Est-ce que le ciseau se glorifie aux dépens de celui qui s’en sert pour tailler ?

PREMIERE LECTURE

MERCREDI, QUINZIEME SEMAINE DU TEMPS DE L’EGLISE – 2

« Est-ce que le ciseau se glorifie aux dépens de celui qui s’en sert pour tailler ? Est-ce que la scie s’enorgueillit aux dépens de celui qui la tient ? C’est pourquoi le Seigneur Dieu fera dépérir ces soldats bien nourris »

Isaïe 10,5-7.13-16.

Nous méditons aujourd’hui sur un oracle du prophète Isaïe contre l’Assyrie. C’était la superpuissance de son époque. Les prophètes, en règle générale, ne parlent pas que de leur pays. Pour eux, le Seigneur règne sur la terre entière et sur tous les peuples. On peut relire Amos 1,3 – 2,3, qui rassemblent une série d’oracles sur pratiquement tous les peuples entourant le peuple d’Israël. Isaïe a souvent parlé de l’Assyrie (cf. 5,26-30 ; 8,7 ; 13,5 ; 30,27 ; 37,26).

Il est difficile de dater cet oracle. Il peut avoir été prononcé en 717 (Lorsque le roi d’Assyrie, Sargon II a conquis la ville de Karkemish) soit en 701, lorsque le roi assyrien Sennakérib est venu mettre le siège devant Jérusalem. Peu importe. La leçon est la même. Disons, pour la clarté de l’explication, qu’il s’agit de Sennakérib.

Selon la pensée biblique, tout est sous le contrôle de Dieu, le bien tout comme le mal.
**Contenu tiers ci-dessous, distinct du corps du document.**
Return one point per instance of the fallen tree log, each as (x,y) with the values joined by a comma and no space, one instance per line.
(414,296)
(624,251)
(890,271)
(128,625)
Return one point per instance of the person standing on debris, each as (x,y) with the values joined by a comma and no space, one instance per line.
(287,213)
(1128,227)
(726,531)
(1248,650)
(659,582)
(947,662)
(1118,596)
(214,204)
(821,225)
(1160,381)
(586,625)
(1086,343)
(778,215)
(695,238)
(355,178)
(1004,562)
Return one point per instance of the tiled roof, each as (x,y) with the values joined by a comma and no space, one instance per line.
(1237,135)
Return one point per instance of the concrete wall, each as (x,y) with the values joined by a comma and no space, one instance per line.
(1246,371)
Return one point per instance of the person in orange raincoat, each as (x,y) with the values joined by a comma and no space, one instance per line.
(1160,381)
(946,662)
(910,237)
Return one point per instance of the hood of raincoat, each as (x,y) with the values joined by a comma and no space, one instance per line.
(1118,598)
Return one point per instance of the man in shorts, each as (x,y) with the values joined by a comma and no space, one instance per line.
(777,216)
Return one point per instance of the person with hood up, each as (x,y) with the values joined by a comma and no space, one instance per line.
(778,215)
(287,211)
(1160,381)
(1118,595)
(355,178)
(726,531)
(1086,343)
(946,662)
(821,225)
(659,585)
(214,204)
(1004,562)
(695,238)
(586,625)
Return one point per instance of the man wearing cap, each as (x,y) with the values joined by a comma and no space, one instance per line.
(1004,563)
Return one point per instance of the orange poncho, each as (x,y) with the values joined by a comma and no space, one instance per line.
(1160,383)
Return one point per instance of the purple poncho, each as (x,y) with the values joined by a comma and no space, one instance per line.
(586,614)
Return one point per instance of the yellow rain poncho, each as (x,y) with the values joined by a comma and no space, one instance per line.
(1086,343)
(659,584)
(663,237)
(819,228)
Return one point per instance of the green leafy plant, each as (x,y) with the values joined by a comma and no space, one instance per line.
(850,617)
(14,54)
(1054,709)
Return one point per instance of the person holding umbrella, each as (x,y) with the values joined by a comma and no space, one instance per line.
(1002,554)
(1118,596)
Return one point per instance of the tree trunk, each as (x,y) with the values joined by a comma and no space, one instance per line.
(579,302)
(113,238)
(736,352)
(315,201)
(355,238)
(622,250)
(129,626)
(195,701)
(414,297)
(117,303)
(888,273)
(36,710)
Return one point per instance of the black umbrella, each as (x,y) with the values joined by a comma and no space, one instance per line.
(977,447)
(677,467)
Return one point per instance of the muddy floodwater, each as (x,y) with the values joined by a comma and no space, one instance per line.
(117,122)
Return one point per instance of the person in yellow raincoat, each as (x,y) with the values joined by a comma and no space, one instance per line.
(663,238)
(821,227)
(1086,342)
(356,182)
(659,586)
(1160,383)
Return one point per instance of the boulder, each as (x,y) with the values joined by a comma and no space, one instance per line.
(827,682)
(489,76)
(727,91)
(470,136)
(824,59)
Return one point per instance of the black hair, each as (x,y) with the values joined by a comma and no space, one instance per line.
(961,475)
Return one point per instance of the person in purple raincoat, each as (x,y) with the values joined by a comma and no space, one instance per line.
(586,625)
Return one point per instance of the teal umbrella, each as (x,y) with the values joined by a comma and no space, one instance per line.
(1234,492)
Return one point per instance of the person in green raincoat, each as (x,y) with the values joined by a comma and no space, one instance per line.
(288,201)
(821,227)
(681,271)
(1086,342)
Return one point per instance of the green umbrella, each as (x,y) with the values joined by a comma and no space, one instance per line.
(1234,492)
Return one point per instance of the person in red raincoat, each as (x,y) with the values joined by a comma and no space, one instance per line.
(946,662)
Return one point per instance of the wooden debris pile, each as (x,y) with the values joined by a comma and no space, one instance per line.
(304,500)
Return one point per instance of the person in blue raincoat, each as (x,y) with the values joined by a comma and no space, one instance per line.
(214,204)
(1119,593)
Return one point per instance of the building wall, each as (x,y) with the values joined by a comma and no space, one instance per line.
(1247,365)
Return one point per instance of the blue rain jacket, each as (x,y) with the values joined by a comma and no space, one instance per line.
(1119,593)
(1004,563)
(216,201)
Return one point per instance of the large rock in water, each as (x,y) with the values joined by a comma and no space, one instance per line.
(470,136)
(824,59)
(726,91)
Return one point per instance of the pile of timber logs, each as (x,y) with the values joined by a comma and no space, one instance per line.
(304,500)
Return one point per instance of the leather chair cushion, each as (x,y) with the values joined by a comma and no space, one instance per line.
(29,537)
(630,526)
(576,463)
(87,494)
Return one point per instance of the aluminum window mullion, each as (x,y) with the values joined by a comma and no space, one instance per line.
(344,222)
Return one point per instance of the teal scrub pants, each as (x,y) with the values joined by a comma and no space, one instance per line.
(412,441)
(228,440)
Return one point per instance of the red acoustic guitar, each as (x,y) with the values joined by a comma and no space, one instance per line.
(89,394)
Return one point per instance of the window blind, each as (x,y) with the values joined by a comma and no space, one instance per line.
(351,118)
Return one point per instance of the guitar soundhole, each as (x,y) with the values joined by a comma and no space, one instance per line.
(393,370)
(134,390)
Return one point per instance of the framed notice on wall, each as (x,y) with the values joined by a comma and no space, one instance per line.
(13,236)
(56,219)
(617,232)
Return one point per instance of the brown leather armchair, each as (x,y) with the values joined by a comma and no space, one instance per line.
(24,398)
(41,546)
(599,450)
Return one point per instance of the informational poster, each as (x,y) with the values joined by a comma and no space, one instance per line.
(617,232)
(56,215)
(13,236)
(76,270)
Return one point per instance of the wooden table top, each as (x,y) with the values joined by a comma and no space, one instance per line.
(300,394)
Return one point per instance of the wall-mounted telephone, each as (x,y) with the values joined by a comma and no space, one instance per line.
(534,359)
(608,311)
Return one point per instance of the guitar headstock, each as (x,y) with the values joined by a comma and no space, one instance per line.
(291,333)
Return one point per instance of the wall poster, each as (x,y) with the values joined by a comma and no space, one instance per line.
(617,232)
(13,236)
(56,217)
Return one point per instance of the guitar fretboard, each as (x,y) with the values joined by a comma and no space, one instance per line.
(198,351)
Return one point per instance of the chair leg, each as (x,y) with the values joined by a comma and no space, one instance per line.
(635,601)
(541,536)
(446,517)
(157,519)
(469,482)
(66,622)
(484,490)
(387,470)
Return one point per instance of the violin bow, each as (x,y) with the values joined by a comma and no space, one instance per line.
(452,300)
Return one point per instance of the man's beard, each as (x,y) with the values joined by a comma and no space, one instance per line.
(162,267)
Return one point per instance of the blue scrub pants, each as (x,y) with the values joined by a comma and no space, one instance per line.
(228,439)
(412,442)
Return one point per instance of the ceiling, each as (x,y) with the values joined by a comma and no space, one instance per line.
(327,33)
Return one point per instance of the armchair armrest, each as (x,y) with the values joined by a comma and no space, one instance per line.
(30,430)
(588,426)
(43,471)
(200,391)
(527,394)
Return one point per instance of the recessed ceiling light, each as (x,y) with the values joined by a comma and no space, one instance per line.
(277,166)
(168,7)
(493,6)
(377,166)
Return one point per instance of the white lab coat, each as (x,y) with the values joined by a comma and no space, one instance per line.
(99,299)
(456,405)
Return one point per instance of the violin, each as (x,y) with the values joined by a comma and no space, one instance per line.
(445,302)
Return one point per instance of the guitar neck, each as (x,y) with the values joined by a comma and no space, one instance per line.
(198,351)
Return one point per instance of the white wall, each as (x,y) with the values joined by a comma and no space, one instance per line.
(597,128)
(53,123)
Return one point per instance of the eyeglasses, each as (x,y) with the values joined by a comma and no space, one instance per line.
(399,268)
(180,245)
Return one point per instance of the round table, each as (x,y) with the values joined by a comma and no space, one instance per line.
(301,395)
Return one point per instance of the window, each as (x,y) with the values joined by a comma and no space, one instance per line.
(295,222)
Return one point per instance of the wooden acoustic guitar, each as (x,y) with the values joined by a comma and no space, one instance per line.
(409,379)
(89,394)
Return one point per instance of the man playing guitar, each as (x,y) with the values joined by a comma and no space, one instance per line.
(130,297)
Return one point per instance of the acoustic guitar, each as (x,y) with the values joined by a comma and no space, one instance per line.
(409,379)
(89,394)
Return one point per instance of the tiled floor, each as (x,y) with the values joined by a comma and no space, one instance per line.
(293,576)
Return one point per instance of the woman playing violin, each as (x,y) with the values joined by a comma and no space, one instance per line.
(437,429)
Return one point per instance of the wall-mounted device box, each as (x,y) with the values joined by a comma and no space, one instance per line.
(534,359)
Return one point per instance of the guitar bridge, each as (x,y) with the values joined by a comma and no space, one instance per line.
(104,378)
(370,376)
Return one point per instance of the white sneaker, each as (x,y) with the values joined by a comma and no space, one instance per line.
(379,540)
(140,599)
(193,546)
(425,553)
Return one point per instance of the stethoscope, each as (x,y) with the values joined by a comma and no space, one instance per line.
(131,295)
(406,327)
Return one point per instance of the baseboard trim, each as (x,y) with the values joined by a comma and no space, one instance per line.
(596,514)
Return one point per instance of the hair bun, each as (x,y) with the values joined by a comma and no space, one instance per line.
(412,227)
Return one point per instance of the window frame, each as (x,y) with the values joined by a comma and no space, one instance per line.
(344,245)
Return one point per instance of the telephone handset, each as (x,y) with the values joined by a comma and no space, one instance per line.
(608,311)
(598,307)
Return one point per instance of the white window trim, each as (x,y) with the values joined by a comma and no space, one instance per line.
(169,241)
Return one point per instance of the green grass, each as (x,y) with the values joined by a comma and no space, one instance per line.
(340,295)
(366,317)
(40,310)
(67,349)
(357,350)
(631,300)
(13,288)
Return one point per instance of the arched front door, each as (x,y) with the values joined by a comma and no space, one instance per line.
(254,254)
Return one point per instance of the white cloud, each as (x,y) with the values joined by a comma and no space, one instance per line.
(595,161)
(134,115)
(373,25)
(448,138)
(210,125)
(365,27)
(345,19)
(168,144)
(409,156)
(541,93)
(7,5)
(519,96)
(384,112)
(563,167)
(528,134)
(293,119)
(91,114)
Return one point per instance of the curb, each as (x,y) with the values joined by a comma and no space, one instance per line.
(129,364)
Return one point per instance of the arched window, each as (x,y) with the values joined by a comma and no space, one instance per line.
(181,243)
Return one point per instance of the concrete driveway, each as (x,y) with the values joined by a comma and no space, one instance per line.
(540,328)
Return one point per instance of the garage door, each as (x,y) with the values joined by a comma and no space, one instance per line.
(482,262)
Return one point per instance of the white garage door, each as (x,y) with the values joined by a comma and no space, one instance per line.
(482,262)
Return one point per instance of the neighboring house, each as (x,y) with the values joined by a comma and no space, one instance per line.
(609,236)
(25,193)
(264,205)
Le bien comme récompense, le mal en punition pour la désobéissance humaine. C’est dans cette perspective qu’Isaïe s’exprime. Il considère que toute défaite devant l’Assyrie est la conséquence du l’infidélité de ce peuple. Dieu a donc logiquement choisi l’Assyrie pour infliger une leçon à son peuple. L’Assyrie est « le bâton dans sa main » (Isaïe 10,5).

Cependant le prophète constate que l’Assyrie a aussi dépassé les bornes de la justice, car elle n’a pas agi avec restreinte. Elle a cherché à détruire au lieu de faire du butin (10,6), à exterminer au lieu de fouler au pied (10,6.7). La punition n’a pas été juste, elle n’a pas cherché à corriger ou à redresser. Elle n’a pas été salutaire, mais destructrice… Elle ne s’est pas comportée en justicier de Dieu, mais en pouvoir sanguinaire, qui ne reconnait même pas la puissance de Dieu, puisqu’elle porte la main sur le Temple saint (10,11). Au contraire, l’Assyrie aussi prétend se passer de Dieu.

Je remarque que ce que Dieu reproche à l’Assyrie, ce n’est pas de ne pas le connaître. Dieu sait bien que l’Assyrie ne le connait pas. Ce qu’il lui reproche, c’est son manque de justice et d’équité, c’est son arrogance à détruire les autres peuples, c’est son pouvoir sanguinaire.

L’Assyrie aussi subira une punition à la hauteur de son arrogance et de sa cruauté, voilà ce que le prophète annonce aujourd’hui. Quelles leçons en tirer ? J’en vois plusieurs.

  1. D’abord, oui, tout, finalement est bien sous le contrôle de Dieu. Même les épreuves et le malheur.
  2. Ensuite, la justice de Dieu est toujours salvifique, jamais destructrice. Il permet l’épreuve, voire l’échec, pour mieux purifier et sauver.
  3. Enfin, je suis invité à imiter la justice de Dieu, c’est-à-dire à ne jamais laisser ma colère détruire qui que ce soit et à ne jamais être injuste, même en réponse à une injustice ou un mal.

Seigneur Jésus, aide-moi à reconnaitre en tout ce qui m’arrive la main salvifique et purifiante de ton Père. Apprends-moi à ne jamais utiliser la force pour détruire, à ne jamais vouloir infliger de peine cruelle et démesurée, surtout dans mes devoirs d’éducateur des enfants ou des jeunes que tu m’as confiés.